It has been a quiet start to the week with little newsflow to perturb the market. Global rates markets have reversed course after last week’s strong rally, seeing yields much higher across Europe and the US. These moves have seen equity markets trade with a more cautious tone after their big rally last week. Currency markets have been uneventful. The AUD and NZD show modest falls while EUR shows a modest gain.
Bond markets remain choppy. Global rates are higher to start the new week, with European 10-year rates up in the order of 9-11bps. There has been no news to drive the increases, but the reversal of fortunes should be seen in light of last week’s big move, which saw Germany’s 10-year rate fall from a peak of 1.79% to trough of 1.35%. After closing last week at 1.44%, the lift to 1.55% is still 25bps lower than last week’s peak.
US Treasury yields are higher, with 2, 5 and 10-year rates up 6-8bps from last week’s close. The 2-year and 5-year bond auctions were weak, with lower-than-average bid-cover, a low takedown from indirect bidders and a big tail for the 5-year bond, stopping at 3.5bps higher than the when-issued yield, despite the concession built into the market in today’s trading.
There have been only second-tier data releases. Durable goods orders continue to trend higher at a solid pace, up 0.7% m/m in May for both the headline and ex transportation measures, above expectations. While the data suggest robust business investment, high inflation overstates the apparent strength in the nominal figures. Pending home sales rose 0.7% m/m in May against an expected 4% fall, but this looks like a blip higher for a market that is in a clear downturn, as suggested by many other housing market indicators. The Dallas Fed manufacturing index fell from minus 7.3 to a two-year low of minus 17.7, another regional manufacturing survey that sets up a good chance of the ISM survey to fall by more than expected in data to be released at the end of the week.
Congratulations go to the BoJ which now owns more than 50% of the JGB market in a bid to prevent the 10-year rate from moving above 0.25%. The collateral damage has been effectively destroying one of the largest bond markets in the world, causing frequent market dislocation, and recently sending the yen to its weakest level since 1998 against the USD.
Currency markets show modest movements to start the new week. The NZD and AUD are on the weak side of the ledger, down 0.3% from last week’s close and keeping NZD/AUD close to 0.91. The NZD trades near 0.63 and the AUD is at 0.6925. EUR has been the strongest of the key majors, up 0.3% to 1.0585. NZD/EUR has fallen to 0.5950, near the bottom of its range of the past two months.
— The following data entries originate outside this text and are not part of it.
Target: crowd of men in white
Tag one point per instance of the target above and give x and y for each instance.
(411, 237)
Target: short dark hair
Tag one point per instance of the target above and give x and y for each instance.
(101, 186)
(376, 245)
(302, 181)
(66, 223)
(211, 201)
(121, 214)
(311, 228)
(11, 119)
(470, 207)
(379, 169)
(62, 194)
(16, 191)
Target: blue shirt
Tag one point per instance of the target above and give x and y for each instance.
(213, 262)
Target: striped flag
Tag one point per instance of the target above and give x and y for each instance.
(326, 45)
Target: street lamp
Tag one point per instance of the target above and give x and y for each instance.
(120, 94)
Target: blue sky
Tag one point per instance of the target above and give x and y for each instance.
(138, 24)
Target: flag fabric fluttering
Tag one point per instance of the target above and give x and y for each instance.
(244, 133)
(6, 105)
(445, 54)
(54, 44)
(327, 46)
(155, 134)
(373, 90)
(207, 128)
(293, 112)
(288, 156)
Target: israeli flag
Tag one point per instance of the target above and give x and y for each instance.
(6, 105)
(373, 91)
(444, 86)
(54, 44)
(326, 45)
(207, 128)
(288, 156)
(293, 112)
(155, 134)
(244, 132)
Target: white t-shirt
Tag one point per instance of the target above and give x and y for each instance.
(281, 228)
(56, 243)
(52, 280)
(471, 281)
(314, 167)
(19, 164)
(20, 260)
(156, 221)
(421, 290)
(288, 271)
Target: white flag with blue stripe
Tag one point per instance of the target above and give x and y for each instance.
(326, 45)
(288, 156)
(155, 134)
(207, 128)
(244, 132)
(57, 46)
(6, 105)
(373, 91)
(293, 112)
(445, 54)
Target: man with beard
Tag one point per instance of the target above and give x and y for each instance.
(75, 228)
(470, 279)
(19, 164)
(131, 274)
US equities show signs of consolidation after the 6.5% surge last week. It has been a quiet day on Wall St with one trader describing conditions as “sleepy”. The S&P500 has been hovering in and out of positive territory and is currently down slightly. Certainly, there has been no sign of a much-anticipated quarterly rebalancing flow into equities, with asset allocators supposedly looking to rebalance into equity markets after a quarter-to-date fall of 14% for the S&P500 so far. Perhaps they got in early last week, or inflows will be unleashed into the market in coming days.
NZ rates again showed some significant falls, playing catchup to global forces after the long weekend. The 2-year swap rate fell 10bps to 4.14% while 10-year swap fell 13bps to 4.13%, taking their cumulative fall since the mid-month peak in rates to 42bps and 46bps respectively. NZGB rates fell 8-10bps across the curve. As we’ve seen globally, paring of monetary policy tightening expectations have been a key driver of the move, with the peak OCR rate priced into the curve now some 50bps lower at 4.2% for Q3 next year. Since the NZ close, Australian 10-year bond futures are up 9bps in yield terms, setting the scene for higher NZ rates on the open.
In the day ahead ECB President Lagarde speaks at the central Bank’s symposium and on the data calendar the key release will be the Conference Board measure of US consumer confidence, which so far has managed to hold up at a much higher level than the record low print for the University of Michigan measure. The balance of risk is for the series to converge, with the former falling steadily from here.